CASE NO. 4181 CRB-8-00-1
COMPENSATION REVIEW BOARD
WORKERS’ COMPENSATION COMMISSION
FEBRUARY 23, 2001
JARVIS PRODUCTS CORP.
LIBERTY MUTUAL INSURANCE COMPANY
The claimant was represented by Timothy Welsh, Esq., Gozzi, Paladino & Welsh, 49 Sherwood Terrace, 929 Boston Post Road, Old Saybrook, CT 06475.
The respondents were represented by James D. Moran, Esq., Maher & Williams, 1300 Post Road, P.O. Box 550, Fairfield, CT 06430-0550.
This Petition for Review from the January 20, 2000 Finding and Award of the Commissioner acting for the Eighth District was heard September 15, 2000 before a Compensation Review Board panel consisting of the Commission Chairman John A. Mastropietro and Commissioners Robin L. Wilson and Leonard S. Paoletta.
JOHN A. MASTROPIETRO, CHAIRMAN. The respondents have petitioned for review from the January 20, 2000 Finding and Award of the Commissioner acting for the Eighth District. In that decision the trial commissioner found that the claimant sustained a compensable heart attack on March 18, 1998. Specifically, the trial commissioner found that on March 18, 1998, after broaching approximately 15 to 20 pieces of steel, which required considerable physical force, the claimant suddenly “could not feel his arms, felt extreme pain between his shoulder blades and experienced vertigo.” Finding ¶ 9. Ultimately, the claimant was taken to the hospital where he was diagnosed with a myocardial infarction. In support of their appeal, the respondents contend that the trial commissioner erred in finding that the claimant’s job duties included broaching on that day. We find no error.
It was within the discretion of the trial commissioner, as the trier of fact, to assess the credibility of all of the evidence, including the testimony of the claimant. In their appeal, the respondents are essentially seeking to retry the facts of this case, which this board may not do. When reviewing a trial commissioner’s decision, it is well established that this board “is obligated to hear the appeal on the record and not retry the facts . . . . ” O’Reilly v. General Dynamics Corp., 52 Conn. App. 813, 816 (1999) (quotations omitted).
The determination of whether an injury arose out of and in the course of the employment requires a factual determination by the trial commissioner. O’Reilly, supra; McDonough v. Connecticut Bank & Trust Co., 204 Conn. 104, 117 (1987). “In reviewing the factual determinations of the commissioner, the review [board’s] scope of review is limited. The review [board] may not disturb the conclusions that the commissioner draws from the facts found unless they result from an incorrect application of the law to the subordinate facts or from an inference illegally or unreasonably drawn from them.” Ferrara v. Hospital of St. Raphael, 54 Conn.
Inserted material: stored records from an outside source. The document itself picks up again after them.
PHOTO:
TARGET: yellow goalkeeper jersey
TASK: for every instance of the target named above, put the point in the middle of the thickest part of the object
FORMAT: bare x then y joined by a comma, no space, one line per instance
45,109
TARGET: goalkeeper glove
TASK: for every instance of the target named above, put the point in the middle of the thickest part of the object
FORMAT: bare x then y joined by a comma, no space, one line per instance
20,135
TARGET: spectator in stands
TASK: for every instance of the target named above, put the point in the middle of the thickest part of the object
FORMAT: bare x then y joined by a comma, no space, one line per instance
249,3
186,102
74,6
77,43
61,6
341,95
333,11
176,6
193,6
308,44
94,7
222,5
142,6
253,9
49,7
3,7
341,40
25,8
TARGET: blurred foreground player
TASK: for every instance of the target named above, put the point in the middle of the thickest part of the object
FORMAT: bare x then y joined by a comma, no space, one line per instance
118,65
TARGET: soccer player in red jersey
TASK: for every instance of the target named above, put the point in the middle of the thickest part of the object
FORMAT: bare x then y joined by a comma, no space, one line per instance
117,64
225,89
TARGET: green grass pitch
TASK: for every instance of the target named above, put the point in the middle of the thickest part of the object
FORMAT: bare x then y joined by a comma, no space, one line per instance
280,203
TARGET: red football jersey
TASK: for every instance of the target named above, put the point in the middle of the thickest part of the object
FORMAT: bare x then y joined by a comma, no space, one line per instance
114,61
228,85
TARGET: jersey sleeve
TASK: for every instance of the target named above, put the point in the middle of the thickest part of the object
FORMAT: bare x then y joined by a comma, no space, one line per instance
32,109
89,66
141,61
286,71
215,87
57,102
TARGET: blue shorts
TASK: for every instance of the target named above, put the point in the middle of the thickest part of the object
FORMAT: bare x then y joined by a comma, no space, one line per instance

App. 345, 351 (1999) (citations omitted). “Once the commissioner makes a factual finding, [we are] bound by that finding if there is evidence in the record to support it . . . .” Id. at 349 (citations omitted).
In the instant case, the evidence in the record amply supports the trial commissioner’s conclusion that the claimant was broaching steel on the day of the heart attack. It was within the discretion of the trial commissioner, as the trier of fact, to find the claimant’s testimony to be credible. Moreover, it was within the discretion of the trial commissioner to find that “there was clear evidence that the computerized production records, upon which [the respondents’ witnesses] relied, are not, in themselves, reliable.” Finding ¶ 21.
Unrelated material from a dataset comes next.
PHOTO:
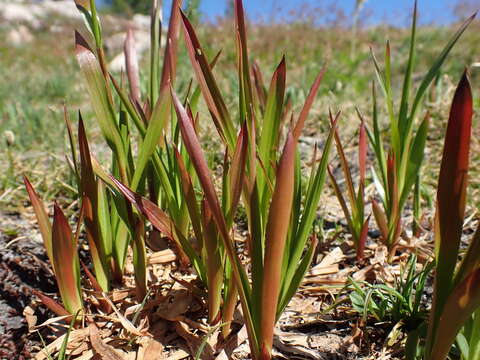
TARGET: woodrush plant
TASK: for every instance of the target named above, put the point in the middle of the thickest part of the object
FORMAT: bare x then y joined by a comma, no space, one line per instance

In support of their appeal, the respondents contend that the trial commissioner erred in denying their Motion to Correct. Specifically, the respondents requested that the findings be corrected to indicate that the claimant was not performing broaching (which requires physical exertion) on March 18, 1998, the day of the heart attack. The issue of whether the claimant was engaged in broaching on March 18, 1998 was clearly an issue of credibility. Specifically, the trial commissioner found the claimant’s testimony that he was broaching on March 18, 1998 to be credible, and the trial commissioner specifically accorded little or no weight to the testimony of the respondents’ witnesses who relied upon computerized records which indicated that no broaching occurred on that date. We find no error in the denial of the Motion to Correct, because where a party’s requested corrections pertain to the credibility of the witnesses, the trial commissioner is not required to grant those corrections. Kish v. Nursing & Home Care, Inc., 47 Conn. App. 620, 627 (1998); Webb v. Pfizer, Inc., 14 Conn. Workers’ Comp. Rev. Op. 69, 71, 1859 CRB-5-93-9 (May 12, 1995). Additionally, the respondents sought to add a finding that the claimant’s treating physician, Dr. Rogan, testified that if the claimant had not been broaching on that day, then he would not consider his work to have caused the heart attack. We find no error in the denial of this request, as it became immaterial when the trial commissioner determined that the claimant was broaching on the day of the heart attack.
The trial commissioner’s decision is affirmed.
Commissioners Robin L. Wilson and Leonard S. Paoletta concur.